The USD/CAD exchange rate remained in a tight range last week as market participants waited for the upcoming Bank of Canada (BoC) and Federal Reserve interest rate decisions. It was trading at 1.3800, up by 2.30% above its lowest level this year.

Federal Reserve interest rate decision 

The main catalyst for the USD/CAD exchange rate will be the upcoming Federal Reserve interest rate decision, which is expected to mark the beginning of interest rate cuts.

Economists expect the bank to cut interest rates by 0.25% in this meeting, following the recent economic numbers. One report showed that the labor market is softening, with the unemployment rate rising to 4.3% and the economy adding just 22,000 jobs.

Another report released last week showed that the number of people on payrolls was much lower than expected. The annual revision was the worst in years, a situation that may get worse over time.

The main challenge for cutting interest rates is that inflation remains substantially higher than the bank’s target.
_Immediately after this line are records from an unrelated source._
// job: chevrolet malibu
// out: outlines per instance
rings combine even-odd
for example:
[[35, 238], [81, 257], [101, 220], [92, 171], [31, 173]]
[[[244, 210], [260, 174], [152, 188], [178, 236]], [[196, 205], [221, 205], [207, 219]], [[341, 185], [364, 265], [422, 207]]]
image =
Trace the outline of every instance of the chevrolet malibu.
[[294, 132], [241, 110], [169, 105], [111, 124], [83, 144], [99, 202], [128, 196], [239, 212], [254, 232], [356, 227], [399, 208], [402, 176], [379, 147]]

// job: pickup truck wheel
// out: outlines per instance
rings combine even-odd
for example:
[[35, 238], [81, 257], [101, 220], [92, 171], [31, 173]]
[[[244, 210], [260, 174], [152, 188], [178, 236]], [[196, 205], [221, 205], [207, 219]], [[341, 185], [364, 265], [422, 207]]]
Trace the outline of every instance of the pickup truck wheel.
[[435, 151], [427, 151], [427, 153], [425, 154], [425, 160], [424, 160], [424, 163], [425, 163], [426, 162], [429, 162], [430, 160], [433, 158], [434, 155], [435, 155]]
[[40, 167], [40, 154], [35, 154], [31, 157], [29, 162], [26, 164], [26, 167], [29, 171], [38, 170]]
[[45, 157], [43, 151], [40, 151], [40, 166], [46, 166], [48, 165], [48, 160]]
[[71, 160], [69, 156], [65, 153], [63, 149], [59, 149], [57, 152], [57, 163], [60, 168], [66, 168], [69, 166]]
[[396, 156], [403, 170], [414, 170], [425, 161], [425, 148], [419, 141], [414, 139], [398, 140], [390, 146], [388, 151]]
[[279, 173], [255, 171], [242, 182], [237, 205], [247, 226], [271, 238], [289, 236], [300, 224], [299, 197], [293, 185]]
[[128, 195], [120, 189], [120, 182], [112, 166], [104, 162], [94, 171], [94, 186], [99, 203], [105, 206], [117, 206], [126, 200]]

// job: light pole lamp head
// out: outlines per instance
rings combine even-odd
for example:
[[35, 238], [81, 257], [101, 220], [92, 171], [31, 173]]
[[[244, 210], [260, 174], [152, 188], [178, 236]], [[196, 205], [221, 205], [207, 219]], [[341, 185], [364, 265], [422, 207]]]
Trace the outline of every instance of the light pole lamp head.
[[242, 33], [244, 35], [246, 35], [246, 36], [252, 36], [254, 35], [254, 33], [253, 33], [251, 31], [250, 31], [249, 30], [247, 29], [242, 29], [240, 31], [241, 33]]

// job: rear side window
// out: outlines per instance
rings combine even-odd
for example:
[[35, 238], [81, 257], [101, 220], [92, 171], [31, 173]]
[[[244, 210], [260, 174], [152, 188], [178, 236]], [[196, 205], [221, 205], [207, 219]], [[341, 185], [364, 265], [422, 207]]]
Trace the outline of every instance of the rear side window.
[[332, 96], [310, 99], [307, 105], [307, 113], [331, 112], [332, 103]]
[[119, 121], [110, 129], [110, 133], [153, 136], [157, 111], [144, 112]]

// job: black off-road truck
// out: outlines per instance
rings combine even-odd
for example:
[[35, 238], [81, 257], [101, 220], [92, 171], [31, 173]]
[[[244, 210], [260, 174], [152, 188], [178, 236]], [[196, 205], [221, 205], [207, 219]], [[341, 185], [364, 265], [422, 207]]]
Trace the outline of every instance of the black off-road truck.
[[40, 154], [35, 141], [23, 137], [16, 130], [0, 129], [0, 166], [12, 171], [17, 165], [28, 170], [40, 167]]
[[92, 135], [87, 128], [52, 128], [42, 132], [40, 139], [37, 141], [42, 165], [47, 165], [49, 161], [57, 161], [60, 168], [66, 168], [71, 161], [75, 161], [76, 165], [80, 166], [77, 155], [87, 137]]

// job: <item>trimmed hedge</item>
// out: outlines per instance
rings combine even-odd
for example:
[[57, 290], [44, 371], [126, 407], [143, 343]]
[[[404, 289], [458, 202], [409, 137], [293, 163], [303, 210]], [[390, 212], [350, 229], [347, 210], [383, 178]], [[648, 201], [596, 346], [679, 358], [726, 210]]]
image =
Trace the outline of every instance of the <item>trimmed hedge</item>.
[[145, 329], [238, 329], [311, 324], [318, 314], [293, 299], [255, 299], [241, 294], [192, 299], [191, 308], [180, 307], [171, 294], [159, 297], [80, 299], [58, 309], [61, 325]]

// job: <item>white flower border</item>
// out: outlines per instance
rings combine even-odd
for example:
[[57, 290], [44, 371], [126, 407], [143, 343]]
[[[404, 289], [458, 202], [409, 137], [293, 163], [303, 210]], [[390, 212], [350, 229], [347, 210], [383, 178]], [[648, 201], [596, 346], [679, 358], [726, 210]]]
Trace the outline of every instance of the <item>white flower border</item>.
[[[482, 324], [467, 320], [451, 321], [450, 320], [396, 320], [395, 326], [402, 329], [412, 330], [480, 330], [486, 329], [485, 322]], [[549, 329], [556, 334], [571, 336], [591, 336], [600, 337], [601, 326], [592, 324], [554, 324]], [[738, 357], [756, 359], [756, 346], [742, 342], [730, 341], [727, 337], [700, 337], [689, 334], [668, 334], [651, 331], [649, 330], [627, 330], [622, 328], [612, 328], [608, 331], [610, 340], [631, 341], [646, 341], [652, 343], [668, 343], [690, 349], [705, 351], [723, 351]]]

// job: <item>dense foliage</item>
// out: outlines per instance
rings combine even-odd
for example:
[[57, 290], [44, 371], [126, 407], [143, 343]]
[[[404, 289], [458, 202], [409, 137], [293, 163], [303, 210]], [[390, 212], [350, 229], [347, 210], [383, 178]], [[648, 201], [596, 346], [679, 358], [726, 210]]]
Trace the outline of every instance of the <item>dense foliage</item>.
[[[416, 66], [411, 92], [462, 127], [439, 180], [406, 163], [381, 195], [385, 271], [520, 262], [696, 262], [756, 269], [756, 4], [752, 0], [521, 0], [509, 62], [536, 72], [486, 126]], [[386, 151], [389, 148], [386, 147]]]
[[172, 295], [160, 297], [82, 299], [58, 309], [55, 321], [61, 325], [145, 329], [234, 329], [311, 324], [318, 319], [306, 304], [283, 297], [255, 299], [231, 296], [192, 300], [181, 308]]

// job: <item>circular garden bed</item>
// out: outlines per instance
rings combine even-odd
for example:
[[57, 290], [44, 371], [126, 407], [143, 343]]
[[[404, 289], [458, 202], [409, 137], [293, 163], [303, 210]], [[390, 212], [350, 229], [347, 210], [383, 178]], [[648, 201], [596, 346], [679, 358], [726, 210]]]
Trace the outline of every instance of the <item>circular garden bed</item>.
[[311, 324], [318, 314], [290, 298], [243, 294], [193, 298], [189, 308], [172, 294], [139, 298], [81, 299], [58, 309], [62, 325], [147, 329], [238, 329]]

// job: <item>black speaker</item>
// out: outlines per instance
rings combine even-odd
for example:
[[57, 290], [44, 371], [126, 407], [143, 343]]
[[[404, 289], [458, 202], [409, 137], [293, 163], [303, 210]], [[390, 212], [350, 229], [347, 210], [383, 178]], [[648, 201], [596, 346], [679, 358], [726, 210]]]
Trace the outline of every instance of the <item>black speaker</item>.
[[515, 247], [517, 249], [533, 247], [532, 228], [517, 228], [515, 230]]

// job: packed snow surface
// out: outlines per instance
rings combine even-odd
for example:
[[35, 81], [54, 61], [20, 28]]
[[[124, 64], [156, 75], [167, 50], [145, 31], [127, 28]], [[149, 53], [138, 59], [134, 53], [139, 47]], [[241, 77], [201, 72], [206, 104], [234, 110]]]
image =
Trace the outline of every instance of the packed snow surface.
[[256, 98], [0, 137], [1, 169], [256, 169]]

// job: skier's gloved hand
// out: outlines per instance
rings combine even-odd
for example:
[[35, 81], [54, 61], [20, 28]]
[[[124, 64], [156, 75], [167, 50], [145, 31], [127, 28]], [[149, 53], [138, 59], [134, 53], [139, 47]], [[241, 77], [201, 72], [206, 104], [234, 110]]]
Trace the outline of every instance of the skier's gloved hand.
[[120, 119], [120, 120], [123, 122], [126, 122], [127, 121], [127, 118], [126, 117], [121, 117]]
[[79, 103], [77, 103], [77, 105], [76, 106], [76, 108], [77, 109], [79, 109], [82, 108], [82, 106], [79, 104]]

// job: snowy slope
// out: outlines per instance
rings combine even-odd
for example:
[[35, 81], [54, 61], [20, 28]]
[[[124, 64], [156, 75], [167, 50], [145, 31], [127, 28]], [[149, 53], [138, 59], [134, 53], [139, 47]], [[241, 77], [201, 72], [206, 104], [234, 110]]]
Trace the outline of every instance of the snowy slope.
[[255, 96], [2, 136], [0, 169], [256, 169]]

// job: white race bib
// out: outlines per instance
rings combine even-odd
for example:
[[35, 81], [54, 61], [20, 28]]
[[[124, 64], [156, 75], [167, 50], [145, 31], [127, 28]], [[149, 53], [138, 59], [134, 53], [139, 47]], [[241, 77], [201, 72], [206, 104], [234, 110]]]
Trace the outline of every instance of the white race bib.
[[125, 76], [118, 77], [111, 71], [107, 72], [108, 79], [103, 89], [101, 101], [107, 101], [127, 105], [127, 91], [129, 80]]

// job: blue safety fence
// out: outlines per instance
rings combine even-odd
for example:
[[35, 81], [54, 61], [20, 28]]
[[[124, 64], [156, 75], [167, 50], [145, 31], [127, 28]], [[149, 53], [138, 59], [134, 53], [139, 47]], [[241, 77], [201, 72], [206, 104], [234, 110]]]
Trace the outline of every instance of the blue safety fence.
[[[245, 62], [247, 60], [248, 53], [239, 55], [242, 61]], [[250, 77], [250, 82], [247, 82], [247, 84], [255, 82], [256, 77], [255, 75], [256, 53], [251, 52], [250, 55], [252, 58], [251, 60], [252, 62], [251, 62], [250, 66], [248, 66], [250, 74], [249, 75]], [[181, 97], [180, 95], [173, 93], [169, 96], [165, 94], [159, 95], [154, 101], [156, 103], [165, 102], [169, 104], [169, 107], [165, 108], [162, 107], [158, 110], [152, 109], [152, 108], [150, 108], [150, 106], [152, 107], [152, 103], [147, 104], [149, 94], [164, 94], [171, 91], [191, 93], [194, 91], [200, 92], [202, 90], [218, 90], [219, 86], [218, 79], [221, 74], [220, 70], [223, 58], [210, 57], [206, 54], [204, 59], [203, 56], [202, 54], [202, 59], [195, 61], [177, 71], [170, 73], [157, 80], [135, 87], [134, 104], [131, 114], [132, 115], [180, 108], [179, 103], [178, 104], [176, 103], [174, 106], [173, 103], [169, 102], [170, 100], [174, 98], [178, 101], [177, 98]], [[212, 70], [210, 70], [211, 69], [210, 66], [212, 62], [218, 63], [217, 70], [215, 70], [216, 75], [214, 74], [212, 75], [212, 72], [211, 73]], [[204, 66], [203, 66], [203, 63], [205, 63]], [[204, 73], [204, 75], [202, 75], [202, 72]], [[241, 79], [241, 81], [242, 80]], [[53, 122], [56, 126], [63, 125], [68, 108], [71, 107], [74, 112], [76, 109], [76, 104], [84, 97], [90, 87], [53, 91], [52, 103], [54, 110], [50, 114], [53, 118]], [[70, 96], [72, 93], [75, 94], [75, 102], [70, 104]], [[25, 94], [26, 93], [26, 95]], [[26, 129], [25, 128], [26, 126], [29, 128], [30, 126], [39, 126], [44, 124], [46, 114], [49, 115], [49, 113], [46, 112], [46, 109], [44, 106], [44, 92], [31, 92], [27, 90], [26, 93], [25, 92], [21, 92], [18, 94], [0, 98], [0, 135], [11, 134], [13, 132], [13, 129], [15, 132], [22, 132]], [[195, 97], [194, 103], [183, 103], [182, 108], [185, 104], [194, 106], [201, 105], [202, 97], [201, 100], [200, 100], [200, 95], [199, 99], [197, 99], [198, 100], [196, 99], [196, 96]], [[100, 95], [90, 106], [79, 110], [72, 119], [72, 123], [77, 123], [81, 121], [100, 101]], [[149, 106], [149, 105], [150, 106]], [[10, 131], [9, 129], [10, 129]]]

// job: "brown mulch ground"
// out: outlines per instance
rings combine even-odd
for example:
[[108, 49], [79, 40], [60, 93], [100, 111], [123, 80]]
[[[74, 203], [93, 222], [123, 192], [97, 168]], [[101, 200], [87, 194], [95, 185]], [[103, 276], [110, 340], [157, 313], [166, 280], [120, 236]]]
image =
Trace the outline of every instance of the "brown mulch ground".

Data released last week showed that the headline Consumer Price Index (CPI) rose from 2.7% in July to 2.9% in August, while the core CPI remained at 3.1%. The Fed targets inflation at 2.0%.

Most analysts now expect several interest rate cuts this year as the bank prioritizes the labor market instead of inflation. In a report, analysts from ING Bank said that:

“Evidence of cooling consumer demand and a weakening jobs market is becoming more obvious. Inflation remains above target and tariffs are likely to keep it elevated in the near term, but the balance of risks are tilted towards the need for more support for the economy.”

Bank of Canada interest rate decision ahead 

The other important catalyst for the USD/CAD pair will be the upcoming Bank of Canada interest rate decision on Wednesday.

This decision comes as analysts expect that the Canadian economy will slow down this year because of Donald Trump’s tariffs on Canadian goods.

He added a 25% tariff on goods that don’t meet the USMCA rules of origin, a 10% on Canadian energy, and 25% on non-compliant auto parts 

Analysts and Bank of Canada economists expect that the economy will grow by between 1% and 1.2% this year, well below the 1.6% experienced last year  

Most economists now expect that the BoC will restart its interest rate cuts now that inflation has moved below the 2% target of the bank. The most recent data showed that the headline CPI dropped to 1.7% in July from 1.9% in June. Another report showed that the unemployment rate rose in August. In a note, ING analysts said:

“The BoC is set to resume cutting interest rates in the wake of a large GDP contraction in the second quarter and rising unemployment. Tariffs will continue to weigh on the economy, and with inflation broadly in line with target, we look for a 25bp cut on Wednesday, with a further 25bp cut in the fourth quarter.”

USD/CAD technical analysis 

USDCAD chart | Source: TradingView

The daily timeframe chart shows that the USD/CAD exchange rate has rebounded from the year-to-date low of 1.3537 to 1.3845.

It has formed an ascending channel and moved above the 50-day and 100-day Exponential Moving Averages (EMA).

The Relative Strength Index (RSI) and other oscillators have continued rising. Therefore, the pair will likely continue rising as bulls target the important psychological level at 1.400.

In the longer term, however, the pair will likely resume the downward trend and retest the support at 1.3700.